I'm following up with these 2 questions --

gremlin intersection operation

JanusGraph Gremlin graph traversal with `as` and `select` provides unexpected result

I'm viewing StackOverflow intensively(wanted to thank the community!) but unfortunately I didn't post/write a lot, so I don't even have enough reputation for posting a comment on the posts above...therefore I'm asking my questions here..

In 2nd post above, Hieu and I work together, and I want to provide a bit more background on the question.

As Stephen asked in the comment(for 2nd post), the reason that I want to chain V() in the middle is simply because I want to start the traversal from the beginning, i.e. each and every node of the whole graph just like what g.V() does, which appears at the beginning of most of the queries in gremlin documentation.

A bit more illustration: suppose I need 2 conditional filters on the results. Basically I want to write

g.V().(Condition-A).as('setA')
 .V().(Condition-B).as('setB')
 select('setA').
 where('setA',eq('setB'))

which borrows the last answer from Stephen's answer in the 1st post. Here Condition-A and Condition-B is just a chaining of different filter steps like has or hasLabel etc.

What should I write at the place of .V() in the middle? Or is there some other way to write the query so that Condition-B is completely independent of Condition-A?

Finally, I've read the section for chaining V() in the middle of a query at https://tinkerpop.apache.org/docs/3.5.0/reference/#graph-step. I still cannot fully understand the weird consequences for 2nd post, maybe I should read more about how traversers work?
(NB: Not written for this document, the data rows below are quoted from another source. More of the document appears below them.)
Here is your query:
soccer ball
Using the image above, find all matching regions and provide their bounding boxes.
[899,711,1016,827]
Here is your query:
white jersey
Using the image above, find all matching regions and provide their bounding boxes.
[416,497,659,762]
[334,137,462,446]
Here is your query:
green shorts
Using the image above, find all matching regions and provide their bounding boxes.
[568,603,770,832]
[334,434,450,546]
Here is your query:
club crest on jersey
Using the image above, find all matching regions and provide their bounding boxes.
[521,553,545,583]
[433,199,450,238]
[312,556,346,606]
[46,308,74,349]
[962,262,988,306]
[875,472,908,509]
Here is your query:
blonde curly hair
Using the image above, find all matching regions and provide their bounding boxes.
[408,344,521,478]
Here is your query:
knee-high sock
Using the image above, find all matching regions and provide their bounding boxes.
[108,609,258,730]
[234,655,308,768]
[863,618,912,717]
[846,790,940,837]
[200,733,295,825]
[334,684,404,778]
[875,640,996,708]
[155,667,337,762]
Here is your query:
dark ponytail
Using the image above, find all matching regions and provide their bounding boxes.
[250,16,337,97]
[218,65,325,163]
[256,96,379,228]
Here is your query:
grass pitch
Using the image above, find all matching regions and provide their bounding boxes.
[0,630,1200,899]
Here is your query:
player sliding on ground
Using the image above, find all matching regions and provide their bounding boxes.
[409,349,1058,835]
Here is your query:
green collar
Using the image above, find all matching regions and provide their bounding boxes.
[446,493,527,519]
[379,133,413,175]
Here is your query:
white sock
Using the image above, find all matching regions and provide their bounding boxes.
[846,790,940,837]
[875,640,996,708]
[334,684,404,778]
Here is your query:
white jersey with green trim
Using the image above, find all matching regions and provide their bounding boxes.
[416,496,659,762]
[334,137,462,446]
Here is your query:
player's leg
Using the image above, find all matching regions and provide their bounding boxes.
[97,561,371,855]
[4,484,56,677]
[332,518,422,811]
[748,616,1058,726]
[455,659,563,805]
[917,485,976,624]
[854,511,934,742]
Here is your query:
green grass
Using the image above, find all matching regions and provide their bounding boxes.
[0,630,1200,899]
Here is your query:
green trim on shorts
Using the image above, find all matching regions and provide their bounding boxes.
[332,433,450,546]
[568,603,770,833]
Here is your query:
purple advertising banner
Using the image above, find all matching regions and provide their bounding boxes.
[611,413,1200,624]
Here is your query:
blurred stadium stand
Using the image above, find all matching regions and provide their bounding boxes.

Thanks Kelvin and Stephen again. Glad and excited to connect with you who wrote a book/wrote the source code for gremlin.


Solution

  • In the middle of a traversal, a V() is applied to every traverser that has been created by the prior steps. Consider this example using the air-routes data set:

    g.V(1,2,3)
    

    This will yield three results:

    v[1]
    v[2]
    v[3]
    

    and if we count all vertices in the graph:

    gremlin> g.V().count()
    ==>3747 
    

    we get 3,747 results. If we now do:

    gremlin> g.V(1,2,3).V().count()
    ==>11241
    

    we get 11,241 results (exactly 3 times 3747). This is because for each result from g.V(1,2,3) we counted every vertex in the graph.

    EDITED to add:

    If you need to aggregate some results and then explore the graph again using those results as a filter, one way is to introduce a fold step. This will collapse all of the traversers back into one again. This ensures that the second V step will not be repeated multiple times by any prior fan out.

    gremlin> g.V(1,2,3).fold().as('a').V().where(within('a'))
    ==>v[1]
    ==>v[2]
    ==>v[3]
    
    gremlin> g.V(1,2,3).fold().as('a').V().where(without('a')).limit(5)
    ==>v[0]
    ==>v[4]
    ==>v[5]
    ==>v[6]
    ==>v[7]    
    

    EDITED again to add:

    The key part I think people sometimes struggle with is how Gremlin traversals flow. You can think of a query as containing/spawning one or more parallel streams (it may not be executed that way but conceptually it helps me to think of it that way). So g.V('1') creates one stream (we often refer to them as traversers). However g.V('1').out() might create multiple traversers if there is more than one outgoing edge originating from V('1'). When a fold is encountered the traversers are all collapsed back down to one again.